The earliest known written mention of the ruins was in 1531 by Vicente Pegado, captain of the Portuguese garrison of Sofala.
“Among the gold mines of the inland plains between the Limpopo and Zambezi rivers there is a fortress built of stones of marvelous size, and there appears to be no mortar joining them…. This edifice is almost surrounded by hills, upon which are others resembling it in the fashioning of stone and the absence of mortar, and one of them is a tower more than 12 fathoms [22 m] high. The natives of the country call these edifices Symbaoe, which according to their language signifies court.“
Construction of the stone buildings started in the 11th century and continued for over 300 years. The ruins at Great Zimbabwe are some of the oldest and largest structures located in Southern Africa and they are the second oldest after nearby Mapungubwe in South Africa. Its most formidable edifice, commonly referred to as the Great Enclosure, has walls as high as 36 feet (11 m) extending approximately 820 feet (250 m), making it the largest ancient structure south of the Sahara Desert. David Beach believes that the city and its state, the Kingdom of Zimbabwe, flourished from 1200 to 1500, although a somewhat earlier date for its demise is implied by a description related in the early 1500’s to João de Barros. Its growth has been linked to the decline of Mapungubwe from around 1300, due to climatic change or the greater availability of gold in the hinterland of Great Zimbabwe. At its peak, estimates are that Great Zimbabwe had as many as 18,000 inhabitants. The ruins that survive are built entirely of stone; they span 7.3 square kilometers (1,800 acres).
According to UNESCO, the method of construction in Great Zimbabwe is unique in the continent’s architecture and although there are cases of similar work elsewhere, none are as exceptional and imposing as here.
The site is generally divided into three main areas: They are known as the Hill Complex, the Valley Complex and the Great Enclosure. The Hill Complex is the oldest and was occupied from the ninth to thirteenth centuries.

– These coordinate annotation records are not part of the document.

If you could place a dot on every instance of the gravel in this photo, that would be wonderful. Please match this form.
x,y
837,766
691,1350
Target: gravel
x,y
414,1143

The Great Enclosure was occupied from the thirteenth to fifteenth centuries and the Valley Complex from the fourteenth to sixteenth centuries. Notable features of the Hill Complex include the Eastern Enclosure, in which it is thought the Zimbabwe Birds stood, a high balcony enclosure overlooking the Eastern Enclosure, and a huge boulder in a shape similar to that of the Zimbabwe Bird.
The Great Enclosure is composed of an inner wall, encircling a series of structures and a younger outer wall. The Conical Tower, 5.5 m (18 ft) in diameter and 9.1 m (30 ft) high, was constructed between the two walls. The Valley Complex is divided into the Upper and Lower Valley Ruins, with different periods of occupation.
Causes for the decline and ultimate abandonment of the site around 1450 A.D. have been suggested as due to a decline in trade because of sites further north, the exhaustion of the gold mines, political instability and famine and water shortages produced by climatic change. The Mutapa state arose in the fifteenth century from the northward expansion of the Great Zimbabwe tradition, having been founded by Nyatsimba Mutota from Great Zimbabwe after he was sent to find new sources of salt in the north; (this supports the belief that Great Zimbabwe’s decline was due to a shortage of resources). Great Zimbabwe also predates the Khami and Nyanga cultures.
Some of the carvings had been taken from Great Zimbabwe around 1890 and sold to Cecil Rhodes, who was intrigued and had copies made which he gave to friends. Most of the carvings have now been returned to Zimbabwe, but one remains at Rhodes’ old home, Groote Schuur, in Cape Town.